4. A method according to claim 2 wherein the eutectic composite comprises an alloy of the components in the composite.

5. A method according to any preceding claim wherein the outer surface of the eutectic composite is provided with a protective flash.

6. A method according to any preceding claim wherein the second surface comprises a layer of silver and the eutectic composite is bonded to the silver layer of the second surface.

7. A method according to any preceding claim wherein the eutectic composite comprises a layer of indium and a layer of tin, the ratio of the thickness of the layer of indium and the layer of tin being in the range of 44:56 to 77:23.

8. A method according to claim 7 wherein the ratio of the thickness of the layer of indium and the layer of tin is in the range of 44:56 to 58:42.

9. A method according to any of claims 1 to 6 wherein the eutectic composite comprises tin and gallium with an atomic percentage of tin up to 93%, preferably up to 60%.

10. A method according to any of claims 1 to 6 wherein the eutectic composite comprises indium and gallium with an atomic percentage of indium up to 82%.

11. A method according to any preceding claim wherein the relative proportions of silver and eutectic composite are selected to result in a silver-rich non-eutectic composition.

12. A method of joining two surfaces comprising the steps of:

providing a first surface comprising a first layer of silver;

providing a second surface comprising a second layer of silver;

interposing a soldering foil between the first and second layers of silver, the soldering foil comprising a base foil having a layer of silver with a thickness of at least 5 &mgr;m and further coated with indium;

contacting the soldering foil with the first and second layers of silver at a first temperature so as to initially cause formation of a silver-indium eutectic alloy and then subsequent reaction of the eutectic alloy with silver in the first and second layers, wherein the relative proportions of silver and indium are selected such that a silver-rich non-eutectic composition forms as a result of inter-diffusion and reaction between the silver and the eutectic alloy, the non-eutectic composition having a melting point higher than said first temperature.
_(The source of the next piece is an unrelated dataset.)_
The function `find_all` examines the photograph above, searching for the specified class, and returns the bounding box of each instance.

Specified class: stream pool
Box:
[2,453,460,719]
13. A method according to claim 12 wherein the base foil is a silver foil or a foil of another soft metal coated with silver to a thickness of at least 5 &mgr;m.

14. A method according to claim 12 or claim 13 wherein the base foil is a copper foil coated with silver.

15. A method according to any of claims 12 to 14 wherein the indium coating is further coated with a protective flash.

16. A soldering foil comprising a base foil having a layer of silver with a thickness of at least 5 &mgr;m and further coated with indium.

17. A soldering foil according to claim 16 wherein the base foil is a silver foil or a foil of another soft metal coated with silver.

18. A soldering foil according to claim 16 or claim 17 wherein the outer surface of the indium coating is further coated with a protective flash.

19. A method of joining surfaces substantially as hereinbefore described with reference to FIG. 1 of the accompanying drawings.

20. A soldering foil substantially as hereinbefore described with reference to FIG. 1 of the accompanying drawings.